石垣島天文台が口径105cmのむりかぶし望遠鏡を使い、おとめ座にある渦巻き銀河「M104」を撮影した画像を公開した。画像には、バルジの膨らみやダストの帯の微細構造まで鮮明にとらえられている。


ソンブレロ銀河で親しまれる銀河、M104を撮影

(むりかぶし望遠鏡がとらえたM104の画像)

むりかぶし望遠鏡がとらえたM104。クリックで拡大(提供:国立天文台、石垣島天文台)

石垣島天文台では、2月2日の夜、口径105cmのむりかぶし望遠鏡を使って、地球から2800万光年離れたおとめ座の銀河M104を撮影しました。

メキシコ人がかぶる帽子「ソンブレロ」によく似ていることから、天文ファンには「ソンブレロ銀河」の愛称で親しまれています。

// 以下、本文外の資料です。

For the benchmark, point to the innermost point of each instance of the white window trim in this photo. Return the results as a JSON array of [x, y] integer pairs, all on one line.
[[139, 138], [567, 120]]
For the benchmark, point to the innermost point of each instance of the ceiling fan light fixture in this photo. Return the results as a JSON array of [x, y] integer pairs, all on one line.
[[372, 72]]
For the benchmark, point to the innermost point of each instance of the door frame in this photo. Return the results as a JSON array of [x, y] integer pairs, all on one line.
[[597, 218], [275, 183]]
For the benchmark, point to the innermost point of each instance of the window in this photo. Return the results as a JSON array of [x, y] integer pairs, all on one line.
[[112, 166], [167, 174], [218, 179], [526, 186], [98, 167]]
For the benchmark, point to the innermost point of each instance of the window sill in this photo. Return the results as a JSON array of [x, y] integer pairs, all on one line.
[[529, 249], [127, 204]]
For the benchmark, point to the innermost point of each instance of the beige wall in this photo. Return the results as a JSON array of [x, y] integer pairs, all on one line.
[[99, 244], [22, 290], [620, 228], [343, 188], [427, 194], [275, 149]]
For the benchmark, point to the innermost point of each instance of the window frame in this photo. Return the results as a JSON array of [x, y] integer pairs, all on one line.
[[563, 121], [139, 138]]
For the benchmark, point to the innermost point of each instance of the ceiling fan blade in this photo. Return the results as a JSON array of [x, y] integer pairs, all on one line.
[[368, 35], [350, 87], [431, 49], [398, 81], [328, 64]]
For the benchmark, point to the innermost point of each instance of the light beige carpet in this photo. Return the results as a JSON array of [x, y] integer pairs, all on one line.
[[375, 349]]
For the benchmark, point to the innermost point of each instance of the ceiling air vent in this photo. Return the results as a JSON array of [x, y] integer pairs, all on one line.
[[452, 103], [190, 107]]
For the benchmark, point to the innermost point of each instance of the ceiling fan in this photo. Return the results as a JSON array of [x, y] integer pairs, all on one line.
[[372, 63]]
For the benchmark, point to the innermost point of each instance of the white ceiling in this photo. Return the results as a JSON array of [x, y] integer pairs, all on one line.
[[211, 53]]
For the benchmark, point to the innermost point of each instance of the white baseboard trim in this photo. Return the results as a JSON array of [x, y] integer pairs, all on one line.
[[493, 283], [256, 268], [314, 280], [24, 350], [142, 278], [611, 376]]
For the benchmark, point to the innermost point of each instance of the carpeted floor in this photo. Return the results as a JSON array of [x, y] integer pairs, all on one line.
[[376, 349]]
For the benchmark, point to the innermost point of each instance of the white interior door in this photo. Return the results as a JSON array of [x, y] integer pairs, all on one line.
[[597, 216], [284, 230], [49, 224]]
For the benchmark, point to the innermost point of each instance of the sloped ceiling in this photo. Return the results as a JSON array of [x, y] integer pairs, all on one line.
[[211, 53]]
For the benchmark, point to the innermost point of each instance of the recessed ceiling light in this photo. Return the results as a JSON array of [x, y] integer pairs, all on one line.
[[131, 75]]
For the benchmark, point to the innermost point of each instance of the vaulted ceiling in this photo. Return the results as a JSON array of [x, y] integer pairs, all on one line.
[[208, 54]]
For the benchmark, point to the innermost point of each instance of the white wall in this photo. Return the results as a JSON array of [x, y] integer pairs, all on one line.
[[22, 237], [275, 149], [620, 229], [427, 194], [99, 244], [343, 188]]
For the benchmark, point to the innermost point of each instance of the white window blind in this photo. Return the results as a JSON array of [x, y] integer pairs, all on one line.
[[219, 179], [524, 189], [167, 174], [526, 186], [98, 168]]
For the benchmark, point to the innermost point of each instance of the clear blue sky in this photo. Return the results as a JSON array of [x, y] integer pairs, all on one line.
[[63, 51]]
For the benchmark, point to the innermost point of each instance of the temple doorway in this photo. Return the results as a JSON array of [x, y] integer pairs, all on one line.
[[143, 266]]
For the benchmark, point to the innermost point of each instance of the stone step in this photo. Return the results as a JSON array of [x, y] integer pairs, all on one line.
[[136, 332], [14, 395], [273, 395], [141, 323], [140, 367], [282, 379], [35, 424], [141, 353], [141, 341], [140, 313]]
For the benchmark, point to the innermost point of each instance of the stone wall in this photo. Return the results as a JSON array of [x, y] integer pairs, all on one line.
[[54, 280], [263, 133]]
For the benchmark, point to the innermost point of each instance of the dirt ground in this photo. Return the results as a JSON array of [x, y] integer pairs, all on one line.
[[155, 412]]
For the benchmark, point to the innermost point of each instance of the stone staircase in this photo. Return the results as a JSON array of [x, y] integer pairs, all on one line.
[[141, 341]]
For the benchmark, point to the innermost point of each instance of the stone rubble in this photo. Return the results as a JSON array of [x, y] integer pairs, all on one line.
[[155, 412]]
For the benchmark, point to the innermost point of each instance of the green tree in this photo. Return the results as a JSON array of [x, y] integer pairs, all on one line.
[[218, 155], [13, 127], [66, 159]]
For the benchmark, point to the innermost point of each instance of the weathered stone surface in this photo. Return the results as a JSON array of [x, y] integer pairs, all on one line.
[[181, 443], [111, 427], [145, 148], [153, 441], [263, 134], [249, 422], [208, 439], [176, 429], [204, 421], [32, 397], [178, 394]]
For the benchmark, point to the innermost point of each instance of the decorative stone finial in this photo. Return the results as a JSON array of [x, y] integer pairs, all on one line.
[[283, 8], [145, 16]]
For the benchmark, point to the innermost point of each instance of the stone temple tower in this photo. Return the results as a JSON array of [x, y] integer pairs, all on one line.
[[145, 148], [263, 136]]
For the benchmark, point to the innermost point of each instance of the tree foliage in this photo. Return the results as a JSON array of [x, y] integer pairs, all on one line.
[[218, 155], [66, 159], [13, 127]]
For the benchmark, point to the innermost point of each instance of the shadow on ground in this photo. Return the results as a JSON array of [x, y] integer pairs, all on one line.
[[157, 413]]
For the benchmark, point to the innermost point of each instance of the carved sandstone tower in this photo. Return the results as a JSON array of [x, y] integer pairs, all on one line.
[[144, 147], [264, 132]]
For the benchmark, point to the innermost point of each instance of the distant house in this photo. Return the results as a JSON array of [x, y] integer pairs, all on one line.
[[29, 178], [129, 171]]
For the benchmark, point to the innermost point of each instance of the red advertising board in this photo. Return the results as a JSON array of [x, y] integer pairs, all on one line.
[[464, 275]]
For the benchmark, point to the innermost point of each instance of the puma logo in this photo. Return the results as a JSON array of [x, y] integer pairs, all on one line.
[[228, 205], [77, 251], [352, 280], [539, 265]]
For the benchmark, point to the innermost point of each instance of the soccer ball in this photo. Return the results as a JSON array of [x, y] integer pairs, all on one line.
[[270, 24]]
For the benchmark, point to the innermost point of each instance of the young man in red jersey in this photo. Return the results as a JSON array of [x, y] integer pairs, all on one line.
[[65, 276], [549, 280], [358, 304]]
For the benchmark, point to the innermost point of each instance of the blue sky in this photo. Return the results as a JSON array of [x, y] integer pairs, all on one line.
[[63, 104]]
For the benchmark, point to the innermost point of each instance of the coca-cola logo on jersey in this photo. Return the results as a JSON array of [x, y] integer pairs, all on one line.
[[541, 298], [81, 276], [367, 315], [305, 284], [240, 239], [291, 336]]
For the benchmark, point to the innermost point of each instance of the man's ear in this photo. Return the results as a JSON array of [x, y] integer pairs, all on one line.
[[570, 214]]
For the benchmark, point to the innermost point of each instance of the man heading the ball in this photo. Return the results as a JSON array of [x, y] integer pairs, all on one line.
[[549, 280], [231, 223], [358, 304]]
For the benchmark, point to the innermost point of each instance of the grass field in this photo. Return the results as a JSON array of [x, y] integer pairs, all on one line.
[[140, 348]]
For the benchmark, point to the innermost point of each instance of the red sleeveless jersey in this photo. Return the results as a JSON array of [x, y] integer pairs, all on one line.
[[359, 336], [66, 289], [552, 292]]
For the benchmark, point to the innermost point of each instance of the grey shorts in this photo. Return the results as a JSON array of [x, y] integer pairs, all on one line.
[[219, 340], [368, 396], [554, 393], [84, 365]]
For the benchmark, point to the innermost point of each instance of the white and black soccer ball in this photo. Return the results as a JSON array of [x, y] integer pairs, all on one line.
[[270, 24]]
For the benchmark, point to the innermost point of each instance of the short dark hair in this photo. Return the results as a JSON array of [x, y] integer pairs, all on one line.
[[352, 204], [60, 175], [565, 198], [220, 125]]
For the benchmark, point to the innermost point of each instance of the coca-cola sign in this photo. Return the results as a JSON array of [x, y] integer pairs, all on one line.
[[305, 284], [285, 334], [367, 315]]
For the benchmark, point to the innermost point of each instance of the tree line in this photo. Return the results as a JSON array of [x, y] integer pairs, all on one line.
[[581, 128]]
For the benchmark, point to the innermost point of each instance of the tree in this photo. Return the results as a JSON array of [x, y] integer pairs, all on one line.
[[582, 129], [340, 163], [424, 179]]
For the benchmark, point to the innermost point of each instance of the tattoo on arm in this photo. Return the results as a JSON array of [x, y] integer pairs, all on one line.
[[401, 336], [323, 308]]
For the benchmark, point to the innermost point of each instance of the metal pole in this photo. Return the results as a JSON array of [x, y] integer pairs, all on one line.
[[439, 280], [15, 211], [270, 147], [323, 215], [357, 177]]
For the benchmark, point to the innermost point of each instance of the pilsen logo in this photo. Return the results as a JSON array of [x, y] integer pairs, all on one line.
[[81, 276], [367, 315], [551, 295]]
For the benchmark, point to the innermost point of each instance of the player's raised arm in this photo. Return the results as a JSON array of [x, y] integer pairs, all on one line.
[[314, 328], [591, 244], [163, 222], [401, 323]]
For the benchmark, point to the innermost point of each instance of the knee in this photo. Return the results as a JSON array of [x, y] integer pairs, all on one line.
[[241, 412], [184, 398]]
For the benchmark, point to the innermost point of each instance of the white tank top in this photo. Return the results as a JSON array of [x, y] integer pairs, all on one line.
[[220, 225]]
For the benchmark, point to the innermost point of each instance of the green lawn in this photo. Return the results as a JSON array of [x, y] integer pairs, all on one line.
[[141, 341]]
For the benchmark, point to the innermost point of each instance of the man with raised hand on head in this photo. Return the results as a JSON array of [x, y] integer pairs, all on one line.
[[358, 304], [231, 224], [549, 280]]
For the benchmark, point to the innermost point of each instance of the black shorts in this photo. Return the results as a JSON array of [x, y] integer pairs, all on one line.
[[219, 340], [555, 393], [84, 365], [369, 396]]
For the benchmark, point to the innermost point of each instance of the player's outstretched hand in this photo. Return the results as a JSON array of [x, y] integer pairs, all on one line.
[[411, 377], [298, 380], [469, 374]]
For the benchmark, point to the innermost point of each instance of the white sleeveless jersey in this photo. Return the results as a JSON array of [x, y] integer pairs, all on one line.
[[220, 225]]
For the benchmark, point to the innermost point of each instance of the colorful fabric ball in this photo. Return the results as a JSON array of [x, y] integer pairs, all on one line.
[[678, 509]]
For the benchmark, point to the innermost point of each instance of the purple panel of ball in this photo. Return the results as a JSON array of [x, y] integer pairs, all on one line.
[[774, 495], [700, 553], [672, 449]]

私たちの天の川銀河によく似た渦巻銀河で、その姿を真横から見ていることになります。帯状に見える黒い線は、星を作る材料のダスト(塵)で、レコードのように円盤状に分布しています。

地球からの距離や大きさはまだはっきりせず、地球から5000万光年という説もあります。大きさも天の川銀河は直径10万光年ですが、この銀河は5万光年から14万光年と言われています。バルジと呼ばれる中央の膨らんだ部分の中心に巨大ブラックホールが存在しているとされる銀河の1つです。

南十字星の北のからす座のすぐ北東にありますが、肉眼では見えません。石垣島では大気が安定し、南の天体が本土に比べ高い位置で観測できるため、口径105cmのむりかぶし望遠鏡で撮影された画像では、バルジの膨らみが透き通るように見え、ダストの帯の微細構造まではっきりと観測できています。

※この情報は、国立天文台・石垣島天文台の宮地竹史さんよりお寄せいただきました。